The result of the training is a model that can generate high-quality music at 24 kHz which can last up to several minutes per track and adheres to any given text prompt.

Although the dataset is large enough for the model to learn how to generate music in virtually any genre and recognize various melodies, it's still limited in a sense. There is no doubt that the dataset can be increased, which would in turn make MusicLM even more capable of delivering high-quality music.

Generate Music with a Sequence of Text Prompts

This is perhaps the most brilliant thing I've seen MusicLM do. There is a section with examples of the results the model generated called Story Mode. This basically refers to a sequence of text prompts. You can give the model several prompts together and specify the duration of each entry in the sequence to create a full track.

MusicLM truly shines here. Not due to the fact that it gives some type of extraordinary results but because it shows its potential. Once the model is developed enough, people will be able to experiment with different sequences to create full songs.

Each entry in the sequence apart from the initial one has an impact on how the model will continue the semantic tokens it derives from the previous caption. It's essentially a new way to do music layering.

The power of this concept will be fully understood only when a large number of people are able to let their imagination run wild and experiment with MusicLM.

Melody Conditioning with MusicLM

Another powerful feature of MusicLM is its ability to follow a melody that you provide. It's amazing how much thought needs to go into creating something like this. The researchers at Google have to be really innovative in order to create a model with various useful capabilities.

As seen from the examples provided by Google, the model is capable of generating music from the text prompt you give it while also following a specific melody. This is a feature that can be extremely important because it's often difficult to describe a melody with words.

This is where melody conditioning comes into play. You provide the model with a certain melody and then give a text prompt. This basically allows you to generate a music sequence of any type of instrument or vocal that follows a specific melody.

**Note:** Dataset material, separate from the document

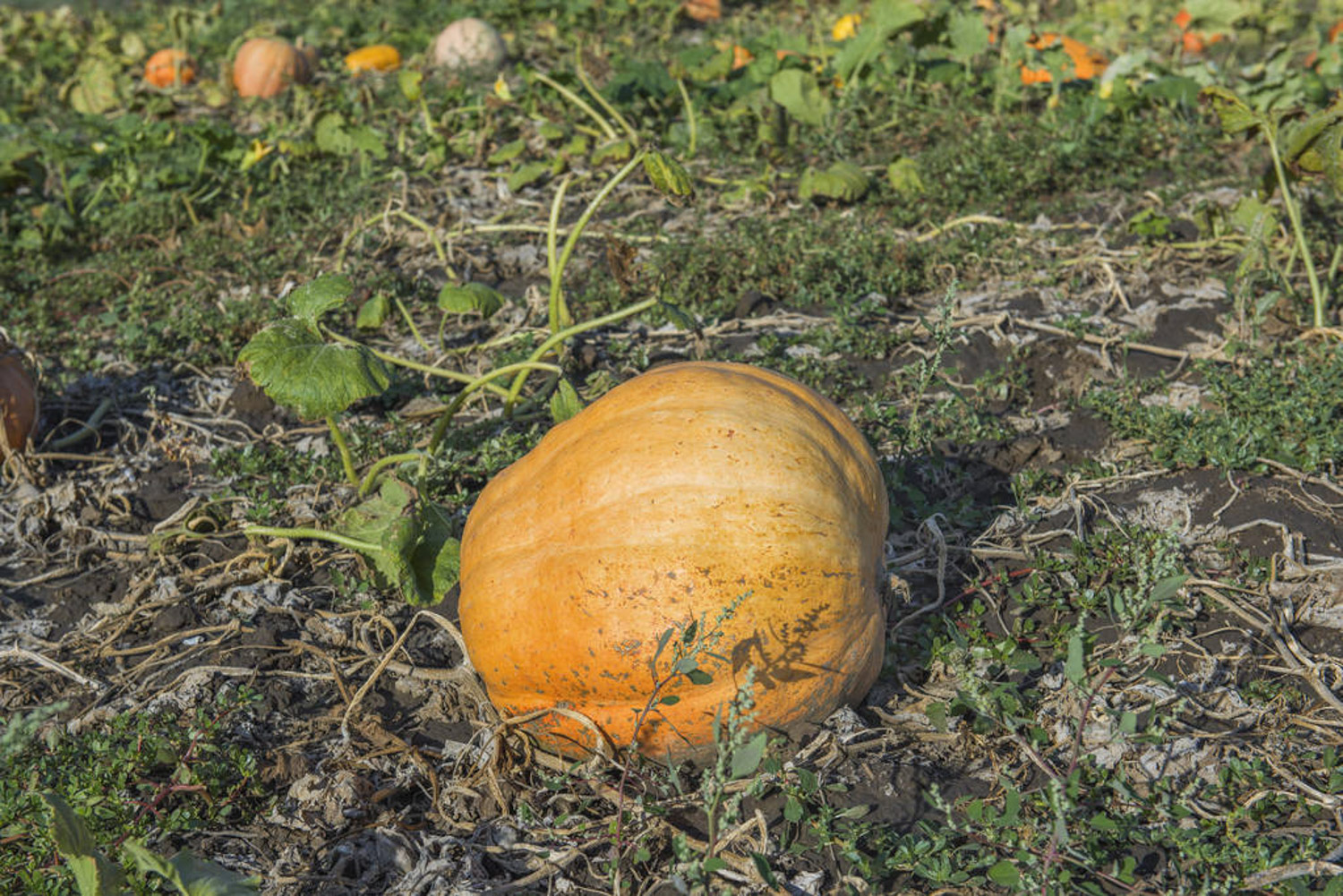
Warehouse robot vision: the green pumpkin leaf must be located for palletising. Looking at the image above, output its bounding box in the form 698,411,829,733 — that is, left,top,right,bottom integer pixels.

Will You Be Able to Turn Images into Music with AI?

This is not something that you'll be able to do in the near future unless further progress is made in this field, but MusicLM does offer something similar. Granted, you won't directly turn images into music. But you will be able to turn a description of a painting into a song.

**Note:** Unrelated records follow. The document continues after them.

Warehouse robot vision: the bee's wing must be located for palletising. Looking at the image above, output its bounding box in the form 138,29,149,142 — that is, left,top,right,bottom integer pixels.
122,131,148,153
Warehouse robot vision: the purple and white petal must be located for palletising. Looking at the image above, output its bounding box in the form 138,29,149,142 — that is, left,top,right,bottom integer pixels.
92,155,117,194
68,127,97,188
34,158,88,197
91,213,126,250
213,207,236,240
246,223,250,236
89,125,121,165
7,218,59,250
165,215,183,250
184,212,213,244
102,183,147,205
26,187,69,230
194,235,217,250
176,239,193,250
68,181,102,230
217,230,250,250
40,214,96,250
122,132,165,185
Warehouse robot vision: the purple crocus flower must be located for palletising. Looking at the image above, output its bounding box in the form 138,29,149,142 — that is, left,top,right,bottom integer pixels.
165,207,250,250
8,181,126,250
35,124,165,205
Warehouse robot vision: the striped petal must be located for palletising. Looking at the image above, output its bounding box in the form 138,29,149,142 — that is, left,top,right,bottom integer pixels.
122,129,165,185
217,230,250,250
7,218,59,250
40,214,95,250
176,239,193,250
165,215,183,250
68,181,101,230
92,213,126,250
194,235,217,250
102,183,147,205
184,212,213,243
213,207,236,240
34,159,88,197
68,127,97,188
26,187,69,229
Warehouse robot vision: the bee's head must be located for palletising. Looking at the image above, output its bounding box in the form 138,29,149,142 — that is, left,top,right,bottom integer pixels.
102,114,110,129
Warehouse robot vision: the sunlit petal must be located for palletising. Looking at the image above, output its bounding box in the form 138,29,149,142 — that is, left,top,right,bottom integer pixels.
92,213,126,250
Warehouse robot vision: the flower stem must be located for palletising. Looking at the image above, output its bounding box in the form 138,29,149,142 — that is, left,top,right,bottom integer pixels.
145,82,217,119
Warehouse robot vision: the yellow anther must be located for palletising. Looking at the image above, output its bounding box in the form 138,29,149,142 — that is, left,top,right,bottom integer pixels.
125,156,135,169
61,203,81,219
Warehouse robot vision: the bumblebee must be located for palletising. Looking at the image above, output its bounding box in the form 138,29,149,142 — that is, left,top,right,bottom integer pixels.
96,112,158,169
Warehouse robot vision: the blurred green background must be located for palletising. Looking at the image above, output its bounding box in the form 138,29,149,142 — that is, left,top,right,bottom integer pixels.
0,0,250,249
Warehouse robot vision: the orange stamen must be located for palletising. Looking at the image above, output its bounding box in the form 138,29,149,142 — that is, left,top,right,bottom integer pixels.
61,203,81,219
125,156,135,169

There are several examples that show what happens when you give MusicLM a description of a painting as a text prompt. The results are hard to describe. At least in the examples provided, the model was able to generate what I would describe as background music to some of the most recognizable paintings in the world.

One Model and a Lot of Diversity

If a model like MusicLM would generate one result for each specific prompt, it would still be interesting but not nearly as impressive. Thankfully, this is not something you should expect from this AI-powered tool.

MusicLM offers a lot of diversity, regardless of whether the text prompt is simple or complex. As shown in the examples, a simple prompt like "motivational music for sports" can generate different results.

This is an important feature because if the model would be released to the general public, you'd expect many people to enter the same prompts. You don't want countless users getting the same results, which is why diversity is of the utmost importance.

Final Thoughts

If there is one thing I can take away from taking a deep dive into MusicLM, it's that artificial intelligence will change the world in more ways than I've previously thought. And I mean this in the best way possible.

It's hard for me to imagine what type of AI-powered tools will have only five years from now, let alone in a decade or two. If models like MusicLM are any indication, I believe that the possibilities are endless.

I truly hope that MusicLM or any other similar model will be released to the general public soon so that people can interact with this new type of technology.